Et, déjà satisfaite de l’effet produit, elle ajouta:

– Elle s’a ouvert la gorge avec un rasoir…

* * *

On lira ci-dessous la lettre de Monseigneur au chanoine Gerbier:

«MON CHER CHANOINE,

«J’ai des remerciements à vous faire pour le sang-froid, l’intelligence et le zèle discret dont vous avez fait preuve au cours de certains événements bien douloureux à mon cœur paternel. Le malheureux abbé Donissan a quitté cette semaine la maison de santé de Vaubecourt, où il a été traité avec le plus grand dévouement par le docteur Jolibois. Ce praticien, élève du docteur Bernheim de Nancy, m’a entretenu hier du présent état de santé de notre cher enfant. Il a témoigné de cette largeur de vues et de cette tendre sollicitude que j’ai eu l’occasion d’admirer déjà bien souvent chez des hommes de science que leurs études ont malheureusement détournés de la foi. Il attribue ces troubles passagers à une grave intoxication des cellules nerveuses, probablement d’origine intestinale.

«Sans manquer à la charité, qui doit être notre règle constante, je déplore avec vous la négligence, pour ne pas dire plus, de M. le doyen de Campagne. En agissant nettement et vigoureusement, il nous eût sans doute évité de paraître momentanément en conflit avec les autorités civiles. Toutefois, grâce à votre judicieuse intervention et après un premier malentendu, vite dissipé, M. le docteur Gallet a usé vis-à-vis de nous de la plus haute courtoisie en nous aidant à limiter le scandale. Par ailleurs, son diagnostic a été confirmé par son éminent confrère de Vaubecourt. Ces deux traits font autant d’honneur à son caractère qu’à ses connaissances professionnelles.

«Le témoignage de Mlle Malorthy, les confidences faites en pleine démence, ou dans la période de préagonie, n’eussent pas suffi sans doute à compromettre, dans la personne de M. Donissan, la dignité de notre ministère. Mais sa présence au chevet de la mourante, en dépit de la protestation formelle de M. Malorthy, ne devait être en aucun cas tolérée par M. le doyen de Campagne. J’accorde que ce qui a suivi ne pouvait être prévu d’un homme sensé. Le désir de cette jeune personne, manifesté publiquement, d’être conduite au pied de l’église pour y expirer, ne devait pas être pris en considération. Outre que le père et le médecin traitant s’opposaient à une telle imprudence, ce qu’on sait du passé et de l’indifférence religieuse de Mlle Malorthy autorisait à croire que, déjà soignée jadis pour troubles mentaux, l’approche de la mort bouleversait sa faible raison. Que dire de l’altercation qui a suivi! Des étranges paroles prononcées par le malheureux vicaire! Que dire surtout du véritable rapt commis par lui, lorsque, arrachant la malade aux mains paternelles, il l’a portée tout ensanglantée et moribonde à l’église, heureusement voisine! De tels excès sont d’un autre âge, et ne se qualifient point.

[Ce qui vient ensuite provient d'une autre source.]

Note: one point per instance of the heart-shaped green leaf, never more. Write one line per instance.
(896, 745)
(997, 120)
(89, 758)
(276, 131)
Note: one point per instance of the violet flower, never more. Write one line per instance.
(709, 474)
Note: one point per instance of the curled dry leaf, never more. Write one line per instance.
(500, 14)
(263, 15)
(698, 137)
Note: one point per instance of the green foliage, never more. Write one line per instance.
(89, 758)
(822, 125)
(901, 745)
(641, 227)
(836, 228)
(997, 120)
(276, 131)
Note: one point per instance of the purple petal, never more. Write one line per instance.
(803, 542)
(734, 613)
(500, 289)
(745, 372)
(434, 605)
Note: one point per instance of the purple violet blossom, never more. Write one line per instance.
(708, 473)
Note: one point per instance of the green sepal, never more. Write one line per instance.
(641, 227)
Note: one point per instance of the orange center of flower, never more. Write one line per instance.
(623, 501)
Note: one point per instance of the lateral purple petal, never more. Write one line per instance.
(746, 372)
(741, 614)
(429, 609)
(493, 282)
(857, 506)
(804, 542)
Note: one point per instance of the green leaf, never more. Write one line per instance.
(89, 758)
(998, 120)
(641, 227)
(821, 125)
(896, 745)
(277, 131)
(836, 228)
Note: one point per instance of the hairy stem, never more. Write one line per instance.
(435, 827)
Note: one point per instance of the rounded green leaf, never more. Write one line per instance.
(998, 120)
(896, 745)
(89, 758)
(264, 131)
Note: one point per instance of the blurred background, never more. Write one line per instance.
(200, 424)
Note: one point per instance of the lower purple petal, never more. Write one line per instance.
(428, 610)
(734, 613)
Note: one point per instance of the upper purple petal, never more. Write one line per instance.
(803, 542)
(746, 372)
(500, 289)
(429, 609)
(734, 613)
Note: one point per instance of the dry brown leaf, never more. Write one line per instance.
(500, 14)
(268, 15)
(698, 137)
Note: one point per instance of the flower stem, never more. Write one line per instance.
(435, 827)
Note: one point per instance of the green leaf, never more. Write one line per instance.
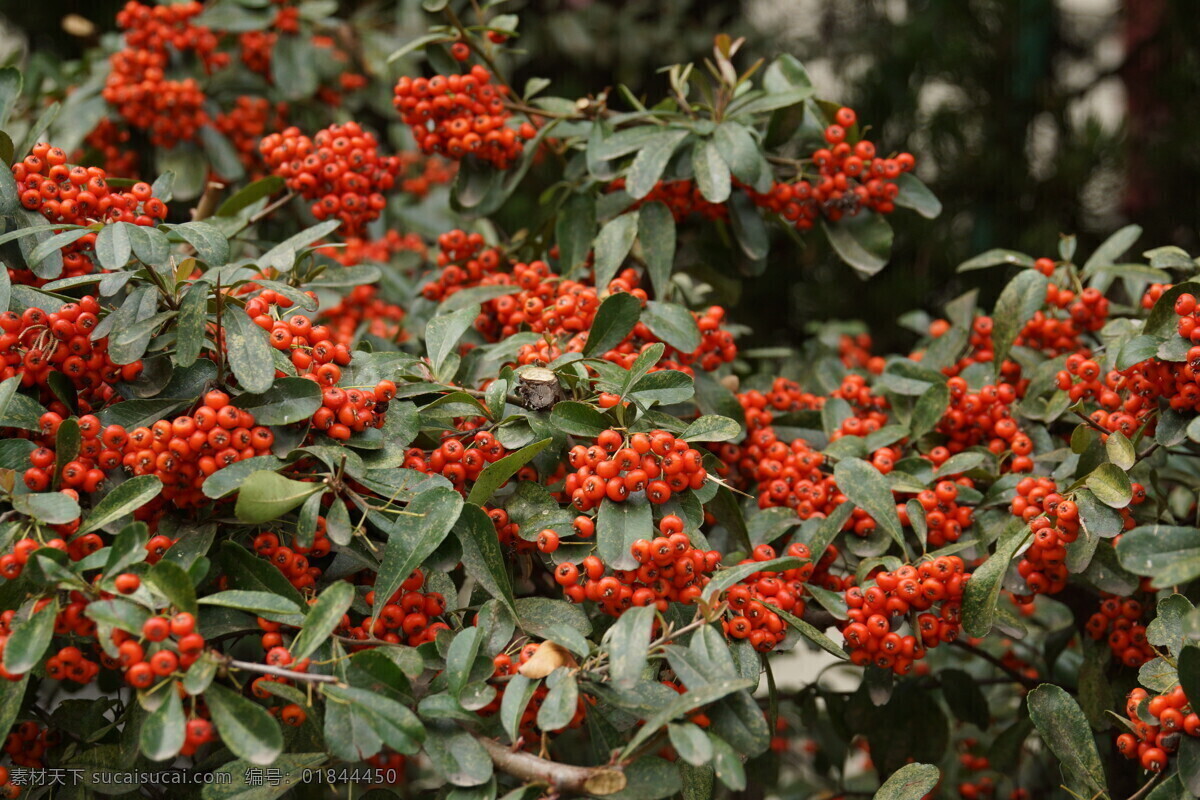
(713, 178)
(711, 427)
(496, 474)
(413, 537)
(1111, 485)
(813, 635)
(1066, 732)
(443, 332)
(929, 409)
(673, 324)
(618, 525)
(574, 232)
(916, 196)
(983, 589)
(210, 245)
(1018, 302)
(481, 554)
(163, 732)
(996, 258)
(291, 400)
(129, 547)
(725, 578)
(1189, 673)
(229, 479)
(52, 507)
(864, 240)
(516, 698)
(965, 698)
(651, 161)
(28, 642)
(191, 324)
(265, 495)
(657, 234)
(457, 756)
(613, 322)
(1168, 554)
(868, 489)
(253, 602)
(910, 782)
(11, 83)
(174, 583)
(113, 246)
(249, 194)
(1120, 450)
(629, 643)
(682, 704)
(294, 66)
(249, 352)
(323, 619)
(123, 500)
(611, 246)
(1111, 248)
(579, 419)
(245, 727)
(561, 702)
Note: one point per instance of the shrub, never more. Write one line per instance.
(503, 509)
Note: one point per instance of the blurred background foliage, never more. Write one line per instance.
(1029, 118)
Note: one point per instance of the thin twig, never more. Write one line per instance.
(562, 777)
(280, 672)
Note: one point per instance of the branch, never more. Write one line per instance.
(1027, 683)
(562, 777)
(280, 672)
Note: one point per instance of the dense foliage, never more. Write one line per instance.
(316, 462)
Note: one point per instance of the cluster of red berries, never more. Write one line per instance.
(1087, 312)
(1120, 623)
(186, 450)
(293, 560)
(985, 417)
(785, 474)
(407, 617)
(78, 196)
(144, 663)
(169, 110)
(1153, 744)
(35, 343)
(310, 347)
(784, 397)
(463, 262)
(751, 602)
(670, 570)
(101, 449)
(461, 115)
(655, 463)
(419, 173)
(683, 197)
(871, 612)
(246, 124)
(111, 143)
(981, 350)
(856, 353)
(340, 168)
(852, 178)
(363, 311)
(457, 462)
(945, 518)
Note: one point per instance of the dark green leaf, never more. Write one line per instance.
(123, 500)
(245, 727)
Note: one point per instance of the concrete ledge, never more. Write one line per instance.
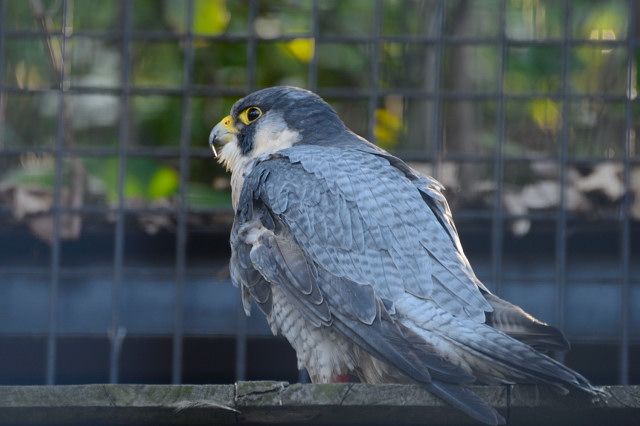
(283, 403)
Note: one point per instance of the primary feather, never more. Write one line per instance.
(354, 258)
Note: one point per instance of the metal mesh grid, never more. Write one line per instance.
(432, 42)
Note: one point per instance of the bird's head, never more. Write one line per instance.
(273, 119)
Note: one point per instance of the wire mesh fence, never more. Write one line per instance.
(114, 218)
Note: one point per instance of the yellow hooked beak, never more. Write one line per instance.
(222, 133)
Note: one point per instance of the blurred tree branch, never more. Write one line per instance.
(70, 224)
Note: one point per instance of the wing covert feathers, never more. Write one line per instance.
(360, 244)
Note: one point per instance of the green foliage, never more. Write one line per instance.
(220, 38)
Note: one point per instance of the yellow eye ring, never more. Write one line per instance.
(249, 115)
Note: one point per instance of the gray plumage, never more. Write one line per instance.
(354, 258)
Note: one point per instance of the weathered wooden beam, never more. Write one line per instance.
(283, 403)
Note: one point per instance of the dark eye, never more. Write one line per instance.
(253, 113)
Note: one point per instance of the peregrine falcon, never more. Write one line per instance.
(353, 256)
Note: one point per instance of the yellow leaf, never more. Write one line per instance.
(545, 113)
(302, 48)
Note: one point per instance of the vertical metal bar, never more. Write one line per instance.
(561, 217)
(436, 136)
(315, 35)
(252, 59)
(57, 206)
(117, 332)
(374, 70)
(181, 233)
(3, 27)
(625, 226)
(497, 228)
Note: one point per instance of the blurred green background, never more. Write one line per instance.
(435, 83)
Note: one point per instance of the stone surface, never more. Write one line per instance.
(283, 403)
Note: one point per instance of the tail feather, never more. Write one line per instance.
(466, 401)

«Grâce au ciel, le scandale a heureusement pris fin. De bonnes âmes, plus Zélées que sages, attiraient déjà l’attention sur cette conversion in articulo mortis , dont l’invraisemblance nous eût couverts de ridicule. J’y ai mis bon ordre. Notre solution a contenté tout le monde. À l’exception sans doute de M. le doyen de Campagne qui, en se renfermant dans un silence dédaigneux, et en nous refusant son témoignage, s’est montré, pour le moins, singulier.

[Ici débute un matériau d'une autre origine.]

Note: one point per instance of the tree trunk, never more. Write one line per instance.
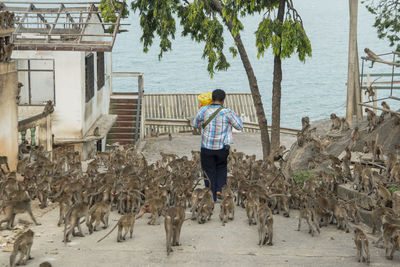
(276, 88)
(262, 120)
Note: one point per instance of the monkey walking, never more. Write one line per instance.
(227, 209)
(22, 245)
(265, 224)
(173, 221)
(361, 241)
(100, 212)
(126, 222)
(72, 217)
(14, 207)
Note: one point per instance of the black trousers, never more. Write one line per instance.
(214, 164)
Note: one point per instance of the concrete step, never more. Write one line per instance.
(116, 106)
(120, 141)
(121, 135)
(122, 130)
(123, 111)
(123, 101)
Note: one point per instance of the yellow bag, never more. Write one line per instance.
(205, 99)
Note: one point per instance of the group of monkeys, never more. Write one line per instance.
(322, 206)
(7, 21)
(124, 181)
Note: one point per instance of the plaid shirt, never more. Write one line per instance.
(218, 132)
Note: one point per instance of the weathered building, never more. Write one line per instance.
(63, 54)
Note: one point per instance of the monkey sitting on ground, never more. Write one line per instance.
(308, 214)
(227, 209)
(173, 221)
(14, 207)
(251, 209)
(361, 241)
(126, 222)
(336, 122)
(391, 235)
(265, 225)
(345, 125)
(77, 211)
(4, 161)
(99, 212)
(22, 245)
(205, 209)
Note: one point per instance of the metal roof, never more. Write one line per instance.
(68, 26)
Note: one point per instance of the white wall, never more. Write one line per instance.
(66, 119)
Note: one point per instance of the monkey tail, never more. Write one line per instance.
(14, 254)
(108, 233)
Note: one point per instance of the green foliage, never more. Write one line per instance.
(204, 23)
(394, 188)
(301, 176)
(387, 19)
(109, 10)
(284, 38)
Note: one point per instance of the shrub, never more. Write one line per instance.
(302, 176)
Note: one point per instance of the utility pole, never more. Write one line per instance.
(353, 74)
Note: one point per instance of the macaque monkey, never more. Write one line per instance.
(309, 215)
(77, 211)
(265, 225)
(126, 222)
(22, 245)
(372, 119)
(4, 161)
(205, 209)
(385, 106)
(251, 210)
(173, 221)
(227, 209)
(390, 235)
(361, 241)
(98, 213)
(8, 48)
(14, 207)
(336, 122)
(345, 125)
(340, 214)
(370, 91)
(355, 135)
(305, 123)
(155, 206)
(396, 119)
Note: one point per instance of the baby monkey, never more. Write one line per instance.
(22, 245)
(361, 241)
(265, 224)
(126, 222)
(173, 221)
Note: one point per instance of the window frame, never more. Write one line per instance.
(89, 79)
(29, 70)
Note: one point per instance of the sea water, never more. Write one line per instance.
(315, 88)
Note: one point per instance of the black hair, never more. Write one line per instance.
(218, 95)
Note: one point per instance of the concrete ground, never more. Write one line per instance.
(209, 244)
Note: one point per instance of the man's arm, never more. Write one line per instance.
(199, 119)
(235, 121)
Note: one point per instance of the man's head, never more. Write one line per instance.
(218, 95)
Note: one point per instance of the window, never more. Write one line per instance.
(37, 77)
(100, 70)
(89, 77)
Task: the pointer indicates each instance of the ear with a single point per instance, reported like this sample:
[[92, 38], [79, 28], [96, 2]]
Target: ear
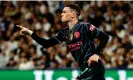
[[73, 14]]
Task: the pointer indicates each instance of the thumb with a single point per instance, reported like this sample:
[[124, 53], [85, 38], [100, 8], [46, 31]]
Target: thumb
[[21, 27]]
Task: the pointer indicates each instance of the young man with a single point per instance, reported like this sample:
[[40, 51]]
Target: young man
[[79, 37]]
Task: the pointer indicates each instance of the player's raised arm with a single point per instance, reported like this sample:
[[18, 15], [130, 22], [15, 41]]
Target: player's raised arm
[[44, 42], [24, 31]]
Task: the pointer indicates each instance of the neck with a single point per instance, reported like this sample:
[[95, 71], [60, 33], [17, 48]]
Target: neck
[[72, 23]]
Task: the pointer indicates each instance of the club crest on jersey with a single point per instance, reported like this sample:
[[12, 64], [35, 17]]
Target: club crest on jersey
[[76, 34], [92, 27]]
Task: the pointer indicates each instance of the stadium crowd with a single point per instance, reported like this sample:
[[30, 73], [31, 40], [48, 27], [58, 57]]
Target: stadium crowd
[[22, 52]]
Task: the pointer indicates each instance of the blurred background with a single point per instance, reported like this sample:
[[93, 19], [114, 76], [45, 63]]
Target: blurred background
[[43, 17]]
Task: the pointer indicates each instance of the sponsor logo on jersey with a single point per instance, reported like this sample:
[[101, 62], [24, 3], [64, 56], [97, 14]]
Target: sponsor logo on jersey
[[76, 34], [92, 27], [75, 46]]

«Sur mes instructions, M. l’abbé Donissan est entré à la Trappe de Tortefontaine. Il y restera jusqu’à confirmation de sa guérison. J’accorde que sa parfaite docilité plaide en sa faveur, et qu’il y a lieu d’espérer que nous pourrons un jour, ces faits regrettables tombés dans l’oubli, lui trouver dans le diocèse un petit emploi, en rapport avec ses capacités.»

Cinq ans plus tard, en effet, l’ancien vicaire de Campagne était nommé curé desservant d’une petite paroisse, au hameau de Lumbres. Ses œuvres y sont connues de tous. La gloire, auprès de laquelle toute gloire humaine pâlit, alla chercher dans ce lieu désert le nouveau curé d’Ars. La deuxième partie de ce livre, d’après des documents authentiques et des témoignages que personne n’oserait récuser, rapporte le dernier épisode de son extraordinaire vie.